Setting up automatic ingesting at RMMF

In order for MicroTardis to automatically harvest user data from support PCs at RMMF, four things are required:

  1. An Rsync client (DeltaCopy) installed on each of the support PCs. (As of writing - May 2012 - this is done).
  2. Harvest scripts and cron jobs installed on harvest machine. (As of writing, this is datapuller.isis.rmit.edu.au, and has been done).
  3. Atom dataset provider installed on harvest machine. (As of writing, this is datapuller.isis.rmit.edu.au and has been done).
  4. Atom ingest installed and configured on MicroTardis machine. (As of writing, this has only been done on microtardis-test.eres.rmit.edu.au)

1. Installing DeltaCopy

Straightforward. Download, install. It’s free. Make it run as a service all the time. Make a note of the IP address and name of shared folder.

2. Installing harvest scripts

The scripts are simply bash scripts that use rsync to copy files over from the three support PCs. They should be triggered by a cron job:

cd /usr/local
git clone https://github.com/stevage/MicroTardis-Harvest

To configure which individual machines to harvest from and where to store data to, modify the scripts - they are commented.

3. Install atom dataset provider

The Atom dataset provider is a server which, when requested, scans the staging area directories and provides a list of the most recent files as an Atom feed, so they can be ingested into Tardis.

Get the source code here: https://github.com/stevage/atom-dataset-provider

It is installed on the Harvest machine in /usr/local/microtardis/atom-dataset-provider.

Use this script to start it:

#!/bin/bash
# /usr/local/microtardis/atom-dataset-provider/provider.sh
bash -x ./kill-provider.sh
set -x
LOG=`pwd`/../logs/atom-dataset-provider.log
PATTERN='([EeSs][0-9]+)'
EXCLUDEPATTERN='[Tt]humbs.db|e80940/.*/Old\ Data/'
GROUPPATTERN='/^('"${STAGING}${PATTERN}"'/[^/]+/[^/]+/[^/]+/).+$/'
PATH=/usr/local/microtardis/local/bin:$PATH
STAGING=/mnt/np_staging/
nohup `pwd`/bin/atom-dataset-provider -d "$STAGING"  --group-pattern "$GROUPPATTERN" --exclude-pattern "$EXCLUDEPATTERN" >> $LOG &

The variables GROUPPATTERN, PATTERN and EXCLUDEPATTERN are regular expressions which define which files and folders are included on the atom feed, and how folders are grouped as datasets.

By default, it runs on port 4000. On the datapuller machine, Apache must be configured to forward “http://datapuller.isis.rmit.edu.au/atom” to local port 4000.

4. Install atom ingest

Two scripts described here (auto_ingest.sh and killcelery.sh) require sudo privileges.
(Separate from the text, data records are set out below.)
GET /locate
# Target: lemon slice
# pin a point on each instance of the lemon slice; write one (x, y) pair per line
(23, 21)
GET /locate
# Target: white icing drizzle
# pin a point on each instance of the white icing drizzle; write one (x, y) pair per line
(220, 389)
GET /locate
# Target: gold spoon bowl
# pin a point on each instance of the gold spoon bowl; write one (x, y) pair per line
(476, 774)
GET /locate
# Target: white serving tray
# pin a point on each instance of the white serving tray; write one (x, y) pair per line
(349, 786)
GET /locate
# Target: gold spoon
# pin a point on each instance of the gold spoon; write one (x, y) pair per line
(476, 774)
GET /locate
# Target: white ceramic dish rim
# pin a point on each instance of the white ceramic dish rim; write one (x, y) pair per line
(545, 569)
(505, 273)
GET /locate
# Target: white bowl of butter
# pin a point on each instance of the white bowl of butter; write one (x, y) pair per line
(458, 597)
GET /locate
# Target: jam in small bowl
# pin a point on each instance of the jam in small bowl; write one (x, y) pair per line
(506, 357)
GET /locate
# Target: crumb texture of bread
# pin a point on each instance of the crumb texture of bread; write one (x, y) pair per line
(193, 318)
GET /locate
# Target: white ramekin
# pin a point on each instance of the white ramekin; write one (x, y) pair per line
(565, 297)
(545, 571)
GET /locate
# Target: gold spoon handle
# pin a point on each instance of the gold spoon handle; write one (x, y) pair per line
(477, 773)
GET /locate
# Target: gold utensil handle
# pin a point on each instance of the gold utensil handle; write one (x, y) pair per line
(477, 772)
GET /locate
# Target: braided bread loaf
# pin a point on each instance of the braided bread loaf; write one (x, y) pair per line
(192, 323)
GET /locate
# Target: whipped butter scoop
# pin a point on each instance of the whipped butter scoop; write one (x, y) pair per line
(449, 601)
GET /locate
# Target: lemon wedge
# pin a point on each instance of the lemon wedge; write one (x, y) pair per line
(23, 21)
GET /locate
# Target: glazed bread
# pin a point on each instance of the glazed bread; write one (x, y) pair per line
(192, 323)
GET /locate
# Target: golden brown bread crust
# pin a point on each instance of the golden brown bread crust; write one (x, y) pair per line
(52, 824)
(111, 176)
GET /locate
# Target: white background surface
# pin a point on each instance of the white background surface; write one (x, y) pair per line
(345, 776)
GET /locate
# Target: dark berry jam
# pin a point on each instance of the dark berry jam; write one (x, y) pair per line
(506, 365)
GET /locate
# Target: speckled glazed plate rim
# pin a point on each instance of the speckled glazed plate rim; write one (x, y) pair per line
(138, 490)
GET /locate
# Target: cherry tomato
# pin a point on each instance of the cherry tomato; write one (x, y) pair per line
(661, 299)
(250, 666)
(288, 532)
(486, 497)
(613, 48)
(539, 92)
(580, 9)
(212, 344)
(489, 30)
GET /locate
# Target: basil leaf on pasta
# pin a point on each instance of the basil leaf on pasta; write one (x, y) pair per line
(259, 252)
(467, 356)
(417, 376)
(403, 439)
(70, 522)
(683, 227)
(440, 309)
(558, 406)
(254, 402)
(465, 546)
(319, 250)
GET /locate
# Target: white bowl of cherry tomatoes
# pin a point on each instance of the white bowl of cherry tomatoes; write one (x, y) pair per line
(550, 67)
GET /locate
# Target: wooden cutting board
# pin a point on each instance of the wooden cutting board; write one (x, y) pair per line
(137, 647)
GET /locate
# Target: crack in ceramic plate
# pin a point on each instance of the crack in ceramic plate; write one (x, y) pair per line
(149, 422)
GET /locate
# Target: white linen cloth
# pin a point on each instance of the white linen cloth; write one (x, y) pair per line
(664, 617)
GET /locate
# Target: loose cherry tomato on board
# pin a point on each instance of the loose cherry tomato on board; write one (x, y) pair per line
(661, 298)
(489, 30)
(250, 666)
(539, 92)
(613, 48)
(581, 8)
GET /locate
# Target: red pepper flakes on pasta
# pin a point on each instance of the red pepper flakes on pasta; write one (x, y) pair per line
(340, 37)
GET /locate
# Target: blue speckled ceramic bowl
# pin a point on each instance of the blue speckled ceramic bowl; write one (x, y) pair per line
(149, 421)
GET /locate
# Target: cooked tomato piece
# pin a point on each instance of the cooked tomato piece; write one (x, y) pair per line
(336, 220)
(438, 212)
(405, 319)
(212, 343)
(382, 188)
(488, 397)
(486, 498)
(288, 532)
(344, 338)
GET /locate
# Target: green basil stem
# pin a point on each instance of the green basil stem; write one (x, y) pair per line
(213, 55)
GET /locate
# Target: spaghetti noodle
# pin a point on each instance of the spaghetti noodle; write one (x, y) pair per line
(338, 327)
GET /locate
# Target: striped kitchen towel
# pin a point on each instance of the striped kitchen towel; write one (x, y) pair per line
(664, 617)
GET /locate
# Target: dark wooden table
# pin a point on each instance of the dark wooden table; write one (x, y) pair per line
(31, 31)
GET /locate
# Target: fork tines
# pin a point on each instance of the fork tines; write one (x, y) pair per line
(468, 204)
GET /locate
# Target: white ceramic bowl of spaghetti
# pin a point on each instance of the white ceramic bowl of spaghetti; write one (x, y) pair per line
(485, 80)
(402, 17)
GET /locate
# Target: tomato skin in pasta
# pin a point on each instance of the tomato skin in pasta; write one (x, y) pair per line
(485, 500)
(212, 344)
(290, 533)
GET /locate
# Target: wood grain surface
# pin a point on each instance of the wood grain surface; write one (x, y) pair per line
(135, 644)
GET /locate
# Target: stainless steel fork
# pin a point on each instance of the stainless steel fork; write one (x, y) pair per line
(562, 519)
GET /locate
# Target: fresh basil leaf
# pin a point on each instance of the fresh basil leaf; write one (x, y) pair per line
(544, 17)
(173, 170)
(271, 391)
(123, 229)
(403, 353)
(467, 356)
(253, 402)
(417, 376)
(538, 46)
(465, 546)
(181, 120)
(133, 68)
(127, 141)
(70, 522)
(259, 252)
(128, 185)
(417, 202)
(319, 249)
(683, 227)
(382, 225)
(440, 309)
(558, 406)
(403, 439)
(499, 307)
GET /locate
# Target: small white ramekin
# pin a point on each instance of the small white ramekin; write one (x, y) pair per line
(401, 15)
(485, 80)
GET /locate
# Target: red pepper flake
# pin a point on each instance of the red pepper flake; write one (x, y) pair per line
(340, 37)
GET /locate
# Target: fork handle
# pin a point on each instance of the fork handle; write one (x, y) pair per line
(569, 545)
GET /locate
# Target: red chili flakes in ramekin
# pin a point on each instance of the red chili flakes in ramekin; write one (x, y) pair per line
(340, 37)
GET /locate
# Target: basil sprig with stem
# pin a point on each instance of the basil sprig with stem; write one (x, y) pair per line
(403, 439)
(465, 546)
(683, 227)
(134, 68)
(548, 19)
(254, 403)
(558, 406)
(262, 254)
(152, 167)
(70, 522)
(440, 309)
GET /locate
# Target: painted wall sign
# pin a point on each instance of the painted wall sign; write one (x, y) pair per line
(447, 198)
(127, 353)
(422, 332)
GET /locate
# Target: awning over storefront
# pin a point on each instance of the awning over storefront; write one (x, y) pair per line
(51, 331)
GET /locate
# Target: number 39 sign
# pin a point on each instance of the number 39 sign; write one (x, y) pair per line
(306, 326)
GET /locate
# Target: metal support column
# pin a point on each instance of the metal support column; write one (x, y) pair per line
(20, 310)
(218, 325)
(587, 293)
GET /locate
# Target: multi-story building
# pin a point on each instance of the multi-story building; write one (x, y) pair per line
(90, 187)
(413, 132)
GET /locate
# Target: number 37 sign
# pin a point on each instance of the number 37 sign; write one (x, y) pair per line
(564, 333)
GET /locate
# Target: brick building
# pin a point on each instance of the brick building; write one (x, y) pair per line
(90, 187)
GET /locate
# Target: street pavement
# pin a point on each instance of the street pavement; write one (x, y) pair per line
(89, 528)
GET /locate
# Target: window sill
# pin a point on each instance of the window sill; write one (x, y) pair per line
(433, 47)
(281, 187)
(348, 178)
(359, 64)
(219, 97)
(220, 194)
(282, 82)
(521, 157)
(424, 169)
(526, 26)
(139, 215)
It is probably possible to find an alternative way to install that doesn’t require sudo.

Atom ingest is a Django “app” that is installed inside MyTardis. It has no user interface, but runs in the background to periodically poll the Atom dataset provider for data. When new data is found, it creates records in MyTardis, then copies the files over to the Tardis store:

cd /opt/mytardis/tardis/apps
sudo mkdir mytardis-app-atom
sudo chown <youruser> mytardis-app-atom

Get the source code. Currently this is in my (Steve Bennett’s) GitHub repository, but this may change:

git clone https://github.com/stevage/mytardis-app-atom

The code needs to be visible to the Apache user:

sudo chmod g+r -R mytardis-app-atom

Module names with hyphens cause problems for Python, so we rename it:

mv mytardis-app-atom atom

The Atom ingest app can be configured with many different policies for user creation, experiment creation etc. Edit the file atom/options.py. These are the settings we currently use:

class IngestOptions:

    # Names of parameters, must match fixture entries.
    # Some are also used for <category> processing in the feed itself.
    PARAM_ENTRY_ID = 'EntryID'
    PARAM_EXPERIMENT_ID = 'ExperimentID'
    PARAM_UPDATED = 'Updated'
    PARAM_EXPERIMENT_TITLE = 'ExperimentTitle'

    ALLOW_EXPERIMENT_CREATION = True         # Should we create new experiments
    ALLOW_EXPERIMENT_TITLE_MATCHING = True   # If there's no id, is the title enough to match on
    ALLOW_UNIDENTIFIED_EXPERIMENT = False    # If there's no title/id, should we process it as "uncategorized"?
    DEFAULT_UNIDENTIFIED_EXPERIMENT_TITLE="Uncategorized Data"
    ALLOW_UNNAMED_DATASETS = True            # If a dataset has no title, should we ingest it with a default name
    DEFAULT_UNNAMED_DATASET_TITLE = '(assorted files)'
    ALLOW_USER_CREATION = False              # If experiments belong to unknown users, create them?
    # Can existing datasets be updated? If not, we ignore updates. To cause a new dataset to be created, the incoming
    # feed must have a unique EntryID for the dataset (eg, hash of its contents).
    ALLOW_UPDATING_DATASETS = True
    # If a datafile is modified, do we re-harvest it (creating two copies)? Else, we ignore the update. False is not recommended.
    ALLOW_UPDATING_DATAFILES = True
    HIDE_REPLACED_DATAFILES = True
    # If files are served as /user/instrument/experiment/dataset/datafile.tif
    # then 'datafile.tif' is at depth 5. This is so we can maintain directory structure that
    # is significant within a dataset. Set to -1 to assume the deepest directory.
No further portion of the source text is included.